I just say "Thanks for sharing your opinion" and finish silently to myself "and opinions are like ******** everyone has them." Sometimes I say aloud "I did the weight loss for my health. Can you run 5 miles a day?"
It amazes me how negative some people can be. I got that crap from my sister the other day, and this after not seeing her for 7 years, during which time I lost my weight. Guess it's going to be another 7 years!
It amazes me how negative some people can be. I got that crap from my sister the other day, and this after not seeing her for 7 years, during which time I lost my weight. Guess it's going to be another 7 years!

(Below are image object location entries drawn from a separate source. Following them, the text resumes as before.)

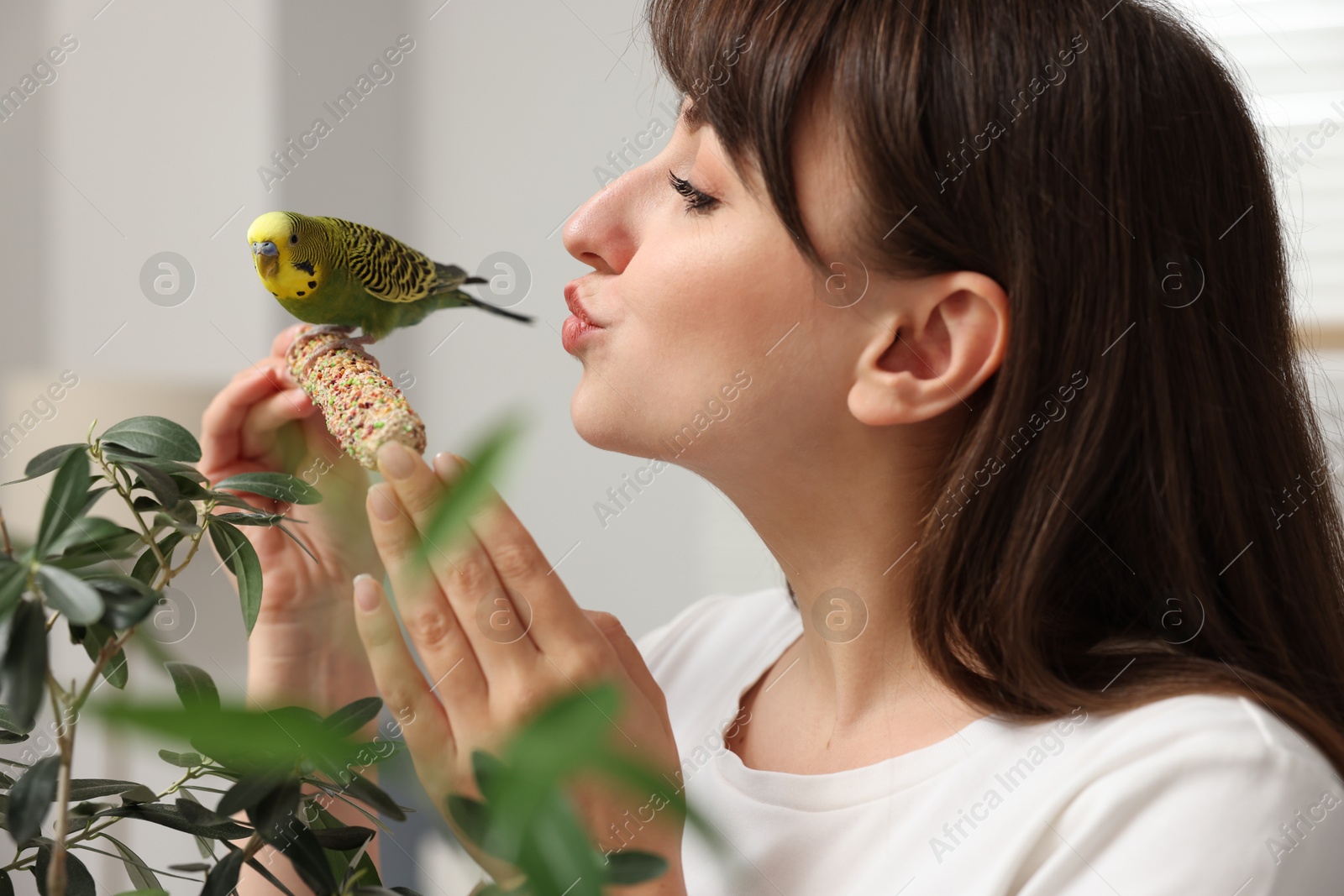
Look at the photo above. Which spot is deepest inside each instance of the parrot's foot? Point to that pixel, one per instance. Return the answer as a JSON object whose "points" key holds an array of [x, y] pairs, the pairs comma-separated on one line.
{"points": [[353, 343]]}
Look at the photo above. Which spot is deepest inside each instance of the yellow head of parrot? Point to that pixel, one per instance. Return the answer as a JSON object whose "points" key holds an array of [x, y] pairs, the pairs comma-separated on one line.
{"points": [[284, 269]]}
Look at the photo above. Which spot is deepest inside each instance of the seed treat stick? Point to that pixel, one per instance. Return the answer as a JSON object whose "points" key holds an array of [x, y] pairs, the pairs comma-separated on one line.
{"points": [[360, 405]]}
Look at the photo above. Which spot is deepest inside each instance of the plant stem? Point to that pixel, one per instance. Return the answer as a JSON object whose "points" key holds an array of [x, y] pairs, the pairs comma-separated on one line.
{"points": [[87, 833], [195, 544], [4, 533], [66, 738], [125, 496]]}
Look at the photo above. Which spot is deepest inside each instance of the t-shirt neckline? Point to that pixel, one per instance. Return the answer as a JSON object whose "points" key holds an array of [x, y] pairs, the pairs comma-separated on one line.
{"points": [[851, 786]]}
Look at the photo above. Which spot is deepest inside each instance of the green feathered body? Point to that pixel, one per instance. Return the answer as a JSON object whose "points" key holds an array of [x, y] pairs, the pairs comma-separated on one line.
{"points": [[328, 270], [344, 301]]}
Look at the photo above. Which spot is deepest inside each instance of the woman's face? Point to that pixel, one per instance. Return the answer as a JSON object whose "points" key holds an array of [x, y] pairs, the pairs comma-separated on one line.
{"points": [[716, 338]]}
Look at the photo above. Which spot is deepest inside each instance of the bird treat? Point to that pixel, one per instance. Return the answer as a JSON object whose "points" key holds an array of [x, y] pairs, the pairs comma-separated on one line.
{"points": [[360, 405]]}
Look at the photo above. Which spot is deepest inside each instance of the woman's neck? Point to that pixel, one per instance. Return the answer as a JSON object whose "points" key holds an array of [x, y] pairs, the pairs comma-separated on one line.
{"points": [[851, 691]]}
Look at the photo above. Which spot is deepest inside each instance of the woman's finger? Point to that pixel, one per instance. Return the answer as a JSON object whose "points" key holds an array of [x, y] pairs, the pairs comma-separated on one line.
{"points": [[434, 629], [628, 653], [265, 418], [221, 426], [463, 569], [558, 625], [284, 338], [401, 684]]}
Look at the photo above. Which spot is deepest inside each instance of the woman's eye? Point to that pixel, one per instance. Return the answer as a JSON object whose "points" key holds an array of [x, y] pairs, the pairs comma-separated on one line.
{"points": [[696, 199]]}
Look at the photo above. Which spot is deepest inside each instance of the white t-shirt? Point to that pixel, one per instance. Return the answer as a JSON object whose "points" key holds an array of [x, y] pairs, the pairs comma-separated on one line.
{"points": [[1189, 795]]}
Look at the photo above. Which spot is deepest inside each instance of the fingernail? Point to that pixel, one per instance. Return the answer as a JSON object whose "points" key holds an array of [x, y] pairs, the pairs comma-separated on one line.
{"points": [[396, 459], [366, 593], [381, 501], [447, 465]]}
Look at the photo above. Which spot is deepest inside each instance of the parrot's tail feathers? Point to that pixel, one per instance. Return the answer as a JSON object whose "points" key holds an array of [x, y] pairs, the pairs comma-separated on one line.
{"points": [[463, 298]]}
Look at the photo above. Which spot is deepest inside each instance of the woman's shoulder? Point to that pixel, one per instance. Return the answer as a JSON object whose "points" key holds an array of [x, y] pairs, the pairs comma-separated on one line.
{"points": [[1186, 778], [1209, 726], [721, 637]]}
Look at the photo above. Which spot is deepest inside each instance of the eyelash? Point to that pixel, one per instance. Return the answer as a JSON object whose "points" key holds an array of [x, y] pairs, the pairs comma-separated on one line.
{"points": [[696, 201]]}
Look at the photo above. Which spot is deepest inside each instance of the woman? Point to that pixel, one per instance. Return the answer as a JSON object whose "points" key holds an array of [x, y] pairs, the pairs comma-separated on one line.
{"points": [[998, 291]]}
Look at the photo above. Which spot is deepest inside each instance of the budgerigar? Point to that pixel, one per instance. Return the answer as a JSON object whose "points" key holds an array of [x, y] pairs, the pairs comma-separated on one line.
{"points": [[343, 275]]}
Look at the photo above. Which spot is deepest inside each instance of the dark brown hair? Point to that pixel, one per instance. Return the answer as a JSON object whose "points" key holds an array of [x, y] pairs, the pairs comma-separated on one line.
{"points": [[1135, 510]]}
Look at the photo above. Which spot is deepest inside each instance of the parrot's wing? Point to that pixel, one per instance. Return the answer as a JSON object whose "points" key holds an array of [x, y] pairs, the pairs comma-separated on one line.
{"points": [[387, 268]]}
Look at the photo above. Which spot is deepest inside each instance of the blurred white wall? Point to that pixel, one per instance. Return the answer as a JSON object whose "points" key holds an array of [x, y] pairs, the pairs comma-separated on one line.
{"points": [[483, 139]]}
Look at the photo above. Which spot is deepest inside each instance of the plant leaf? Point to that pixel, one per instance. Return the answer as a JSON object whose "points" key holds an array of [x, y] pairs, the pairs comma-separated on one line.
{"points": [[154, 436], [10, 725], [138, 869], [159, 483], [363, 789], [635, 867], [114, 671], [139, 794], [118, 454], [91, 788], [13, 579], [343, 839], [30, 799], [147, 567], [125, 600], [198, 815], [65, 501], [252, 790], [470, 815], [24, 673], [96, 535], [71, 594], [172, 817], [281, 486], [223, 878], [46, 461], [181, 759], [78, 880], [354, 715], [241, 559], [195, 688], [300, 846], [245, 739], [94, 495]]}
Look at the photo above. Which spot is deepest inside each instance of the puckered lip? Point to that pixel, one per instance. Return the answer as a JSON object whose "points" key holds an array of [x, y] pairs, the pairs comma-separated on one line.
{"points": [[575, 305]]}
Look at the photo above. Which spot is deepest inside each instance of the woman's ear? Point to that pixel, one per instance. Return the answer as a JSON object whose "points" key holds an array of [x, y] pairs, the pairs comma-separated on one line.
{"points": [[942, 338]]}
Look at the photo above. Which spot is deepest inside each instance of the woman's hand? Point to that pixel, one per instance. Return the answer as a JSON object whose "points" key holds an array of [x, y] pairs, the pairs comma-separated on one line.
{"points": [[484, 679], [304, 647]]}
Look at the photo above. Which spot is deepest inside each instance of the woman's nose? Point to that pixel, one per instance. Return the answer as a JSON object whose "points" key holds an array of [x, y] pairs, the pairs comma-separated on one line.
{"points": [[604, 231]]}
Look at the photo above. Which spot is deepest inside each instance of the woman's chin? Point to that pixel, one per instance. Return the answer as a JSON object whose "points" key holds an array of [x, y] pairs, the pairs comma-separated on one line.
{"points": [[608, 425]]}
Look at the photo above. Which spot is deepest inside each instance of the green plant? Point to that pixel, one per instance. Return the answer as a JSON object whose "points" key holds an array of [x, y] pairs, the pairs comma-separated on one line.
{"points": [[261, 758]]}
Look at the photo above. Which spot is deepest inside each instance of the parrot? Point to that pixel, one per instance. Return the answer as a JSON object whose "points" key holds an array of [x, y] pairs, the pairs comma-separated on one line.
{"points": [[340, 275]]}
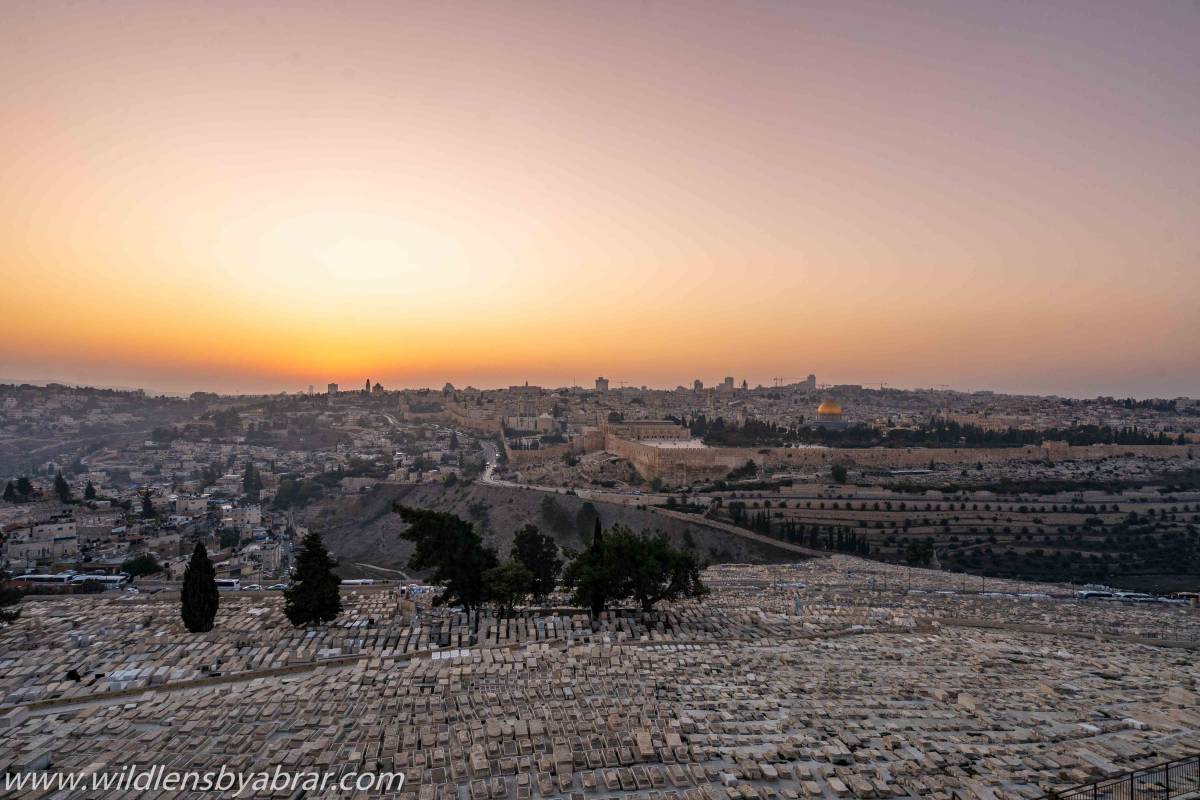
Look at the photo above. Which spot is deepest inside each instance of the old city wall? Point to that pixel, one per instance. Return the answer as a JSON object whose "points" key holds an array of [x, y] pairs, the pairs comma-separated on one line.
{"points": [[486, 425], [587, 441], [682, 464]]}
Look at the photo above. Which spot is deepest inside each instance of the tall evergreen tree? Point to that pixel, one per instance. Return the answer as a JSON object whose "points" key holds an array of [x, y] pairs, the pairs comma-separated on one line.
{"points": [[199, 597], [450, 547], [539, 553], [148, 505], [9, 597], [313, 596], [251, 481], [61, 488]]}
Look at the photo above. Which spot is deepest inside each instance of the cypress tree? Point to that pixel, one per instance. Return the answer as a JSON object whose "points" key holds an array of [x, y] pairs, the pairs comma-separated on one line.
{"points": [[61, 487], [313, 596], [9, 597], [199, 594]]}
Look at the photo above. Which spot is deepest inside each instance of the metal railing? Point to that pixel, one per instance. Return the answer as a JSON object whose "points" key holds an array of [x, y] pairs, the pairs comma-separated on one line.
{"points": [[1158, 782]]}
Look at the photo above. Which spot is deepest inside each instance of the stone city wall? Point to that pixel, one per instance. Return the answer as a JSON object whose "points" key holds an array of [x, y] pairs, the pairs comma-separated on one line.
{"points": [[587, 441], [683, 464]]}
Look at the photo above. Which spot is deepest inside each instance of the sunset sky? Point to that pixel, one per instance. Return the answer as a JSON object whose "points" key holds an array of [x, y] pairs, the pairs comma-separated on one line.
{"points": [[246, 196]]}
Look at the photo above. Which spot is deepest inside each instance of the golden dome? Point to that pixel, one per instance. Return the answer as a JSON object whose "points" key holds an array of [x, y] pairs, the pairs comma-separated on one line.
{"points": [[829, 408]]}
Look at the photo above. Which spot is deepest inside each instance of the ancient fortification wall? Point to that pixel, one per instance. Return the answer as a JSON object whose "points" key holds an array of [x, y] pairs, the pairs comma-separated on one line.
{"points": [[682, 464]]}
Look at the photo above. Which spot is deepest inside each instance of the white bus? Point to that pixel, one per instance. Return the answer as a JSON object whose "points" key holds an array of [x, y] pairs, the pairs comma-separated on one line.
{"points": [[107, 581], [61, 578]]}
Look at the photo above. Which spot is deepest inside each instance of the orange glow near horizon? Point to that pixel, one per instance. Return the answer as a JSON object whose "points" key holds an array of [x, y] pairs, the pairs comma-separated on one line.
{"points": [[262, 197]]}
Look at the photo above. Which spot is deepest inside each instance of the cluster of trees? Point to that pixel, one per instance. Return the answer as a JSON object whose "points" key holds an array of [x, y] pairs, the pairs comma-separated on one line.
{"points": [[623, 565], [311, 599], [23, 491], [561, 521], [618, 565]]}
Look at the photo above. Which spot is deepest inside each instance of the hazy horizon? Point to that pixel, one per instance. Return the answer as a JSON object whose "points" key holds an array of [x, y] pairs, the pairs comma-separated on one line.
{"points": [[550, 384], [258, 197]]}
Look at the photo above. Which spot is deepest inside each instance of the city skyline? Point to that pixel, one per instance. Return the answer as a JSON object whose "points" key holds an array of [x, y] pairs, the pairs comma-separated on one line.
{"points": [[246, 198]]}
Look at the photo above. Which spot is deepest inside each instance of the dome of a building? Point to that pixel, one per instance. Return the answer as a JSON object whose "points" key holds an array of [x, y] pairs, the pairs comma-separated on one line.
{"points": [[829, 408]]}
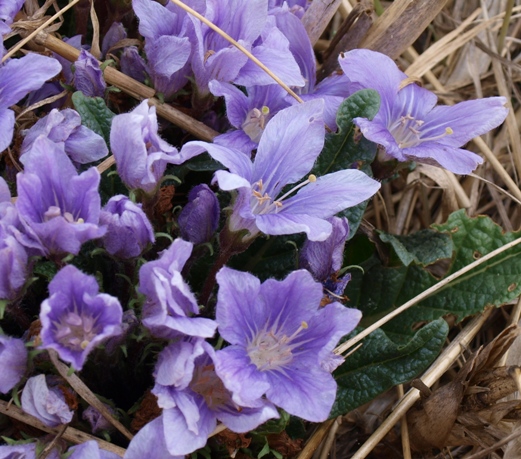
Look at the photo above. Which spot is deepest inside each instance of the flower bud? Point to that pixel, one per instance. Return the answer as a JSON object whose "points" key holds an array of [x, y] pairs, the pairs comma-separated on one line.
{"points": [[200, 217], [128, 229]]}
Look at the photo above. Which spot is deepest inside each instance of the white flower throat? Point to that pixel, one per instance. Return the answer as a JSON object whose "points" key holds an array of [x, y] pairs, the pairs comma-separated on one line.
{"points": [[272, 349], [407, 132], [263, 203]]}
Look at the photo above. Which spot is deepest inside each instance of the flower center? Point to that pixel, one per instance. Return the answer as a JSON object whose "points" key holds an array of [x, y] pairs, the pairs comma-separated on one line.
{"points": [[255, 123], [407, 132], [263, 203], [75, 331], [207, 384], [55, 211], [271, 350]]}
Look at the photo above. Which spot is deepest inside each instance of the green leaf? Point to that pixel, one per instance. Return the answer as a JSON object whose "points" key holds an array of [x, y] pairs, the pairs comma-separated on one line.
{"points": [[345, 150], [381, 364], [94, 114], [424, 247], [492, 283]]}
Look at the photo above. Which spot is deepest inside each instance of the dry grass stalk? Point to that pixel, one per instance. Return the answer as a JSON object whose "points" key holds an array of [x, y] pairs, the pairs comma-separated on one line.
{"points": [[70, 434], [318, 16], [426, 293], [33, 34], [400, 25], [86, 394]]}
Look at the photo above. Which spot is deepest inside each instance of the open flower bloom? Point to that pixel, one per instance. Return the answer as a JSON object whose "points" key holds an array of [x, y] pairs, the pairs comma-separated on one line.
{"points": [[13, 361], [64, 127], [18, 77], [76, 317], [281, 341], [409, 125], [287, 150], [44, 402], [247, 22], [193, 398], [141, 155], [167, 47], [61, 207], [170, 304]]}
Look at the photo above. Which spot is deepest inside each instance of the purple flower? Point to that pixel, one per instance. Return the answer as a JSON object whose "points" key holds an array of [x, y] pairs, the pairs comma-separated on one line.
{"points": [[90, 450], [61, 207], [141, 155], [248, 23], [20, 451], [249, 114], [76, 318], [128, 229], [18, 77], [199, 218], [281, 341], [88, 77], [193, 398], [170, 304], [45, 403], [64, 127], [333, 89], [13, 265], [152, 437], [13, 361], [287, 150], [167, 47], [409, 125]]}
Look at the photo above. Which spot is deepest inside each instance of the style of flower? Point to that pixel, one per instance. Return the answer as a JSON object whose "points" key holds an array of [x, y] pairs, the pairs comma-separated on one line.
{"points": [[88, 77], [61, 207], [45, 402], [200, 216], [287, 150], [249, 114], [409, 125], [128, 229], [18, 77], [64, 127], [170, 305], [13, 361], [281, 341], [193, 398], [76, 317], [141, 155]]}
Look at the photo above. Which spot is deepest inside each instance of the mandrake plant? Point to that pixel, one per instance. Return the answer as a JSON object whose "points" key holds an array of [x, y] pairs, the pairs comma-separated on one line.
{"points": [[233, 228]]}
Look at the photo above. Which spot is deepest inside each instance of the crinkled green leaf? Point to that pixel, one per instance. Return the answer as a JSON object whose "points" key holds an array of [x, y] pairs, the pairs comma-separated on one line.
{"points": [[94, 114], [424, 247], [494, 282], [346, 149], [381, 364]]}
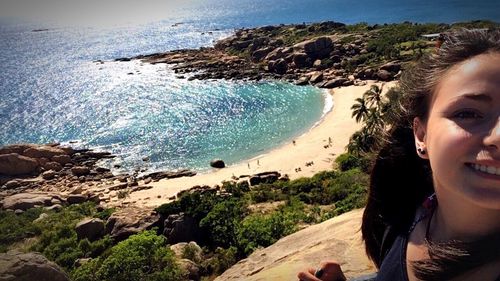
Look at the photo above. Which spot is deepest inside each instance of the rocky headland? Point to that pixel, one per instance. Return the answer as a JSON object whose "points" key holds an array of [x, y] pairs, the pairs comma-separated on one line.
{"points": [[326, 55]]}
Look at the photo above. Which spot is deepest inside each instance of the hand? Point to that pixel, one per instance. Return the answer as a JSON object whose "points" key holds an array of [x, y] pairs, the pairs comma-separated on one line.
{"points": [[331, 271]]}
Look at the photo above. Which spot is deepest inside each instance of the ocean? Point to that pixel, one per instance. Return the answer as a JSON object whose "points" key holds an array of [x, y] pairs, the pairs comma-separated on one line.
{"points": [[53, 87]]}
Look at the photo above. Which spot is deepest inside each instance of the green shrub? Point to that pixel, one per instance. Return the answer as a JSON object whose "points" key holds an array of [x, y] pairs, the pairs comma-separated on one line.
{"points": [[221, 260], [142, 257], [58, 240], [14, 228], [196, 204], [347, 161], [222, 220], [266, 193], [263, 230]]}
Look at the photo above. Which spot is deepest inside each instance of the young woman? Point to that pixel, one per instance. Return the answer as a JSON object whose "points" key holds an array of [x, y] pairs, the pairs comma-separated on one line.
{"points": [[433, 211]]}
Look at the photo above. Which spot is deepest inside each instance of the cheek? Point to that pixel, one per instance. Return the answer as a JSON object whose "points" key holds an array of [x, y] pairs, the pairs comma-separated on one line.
{"points": [[448, 142]]}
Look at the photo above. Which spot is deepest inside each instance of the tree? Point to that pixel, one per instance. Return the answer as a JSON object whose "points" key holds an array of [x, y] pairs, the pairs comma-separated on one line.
{"points": [[373, 96], [359, 109]]}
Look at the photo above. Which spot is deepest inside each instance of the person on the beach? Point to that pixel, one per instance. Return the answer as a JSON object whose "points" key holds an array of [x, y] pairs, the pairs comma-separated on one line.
{"points": [[433, 210]]}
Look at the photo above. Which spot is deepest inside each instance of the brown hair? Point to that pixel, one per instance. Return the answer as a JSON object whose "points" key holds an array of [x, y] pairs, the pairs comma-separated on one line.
{"points": [[400, 180]]}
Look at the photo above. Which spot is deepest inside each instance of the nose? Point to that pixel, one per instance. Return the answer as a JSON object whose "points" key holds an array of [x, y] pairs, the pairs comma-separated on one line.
{"points": [[492, 140]]}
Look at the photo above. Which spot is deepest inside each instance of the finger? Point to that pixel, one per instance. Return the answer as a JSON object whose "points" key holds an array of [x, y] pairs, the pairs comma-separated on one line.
{"points": [[307, 275], [332, 271]]}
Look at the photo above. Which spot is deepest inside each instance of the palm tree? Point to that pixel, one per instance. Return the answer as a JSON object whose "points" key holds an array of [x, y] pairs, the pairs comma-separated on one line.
{"points": [[374, 95], [359, 109], [362, 142], [373, 122], [391, 109]]}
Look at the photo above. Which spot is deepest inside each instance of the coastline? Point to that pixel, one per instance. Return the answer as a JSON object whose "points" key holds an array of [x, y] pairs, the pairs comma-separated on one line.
{"points": [[313, 146]]}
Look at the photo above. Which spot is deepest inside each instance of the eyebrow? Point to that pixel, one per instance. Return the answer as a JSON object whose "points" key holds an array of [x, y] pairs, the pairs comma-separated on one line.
{"points": [[476, 97]]}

"What the caterpillar calls the end of the world, the master calls the butterfly." Richard Bach
"Support fosters your growth. If you are getting enough of the right support, you will experience a major transformation in yourself. You will discover a sense of empowerment and peace you have never before experienced. You will come to believe you can overcome your challenges and find some joy in this world." Katie Jay
I have learned to value the opinions of the people I value. That was such a hard lesson for someone who listened to all the critics and bullies MORE than my loved ones all my life. Funny how I did that. The people I cared about and loved so much would tell me something and I would completely ignore it because the mean girl said the opposite. Worse, those negative people were the ones i desperately sought approval from! I see it now, but I couldn't for a long time, even as an adult. I had a...well..not a close friend, but someone I knew for a long time, tell me that my attitude had changed and I was now and not the same. I thought too highly of myself. Man that hurt. Especially since I felt for the first time in my life that i wasnt in competition with anyone...other than just trying to be a better person to myself and to others. I wondered if i had been the things she said. I went to someone who is a close friend of mine and was floored when that friend said, "Yes you have absolutely changed." She went on to say that i have learned boundaries. That i am not acting like a doormat and that bothers people sometimes, especially when they aren't used to it. I took her comment for what it was worth, processed it, ran it through a few filters and let it go. It is what it is. I am truly sorry she feels that way and I hope to not make others feel that way. Further, i will continue to value myself more. Because I didnt before. My opinion of myself counts. I dont hate me anymore. Therefore hurtful comments can be looked at, analyzed, and then dismissed without the emotional toll they used to take. I dont hate her for her opinion. I didnt dismiss it entirely and will watch out for it in the future. But i dont have to take it on and make it more than that. You are beautiful. Your doctor says you are healthy from my understanding. Run it through the filters and let it go through. If it doesnt fit...its bull...well you get the idea! have a great day!
My best friend criticized me for my goal weight, adding she was only 10 pounds more than that. I mentioned it to my psychologist at our session this week and she said my friend was obviously jealous.
It hurt. My doctor warned me it would happen and I seriously thought because my friend circle was small it wouldn't.
It hurt. My doctor warned me it would happen and I seriously thought because my friend circle was small it wouldn't.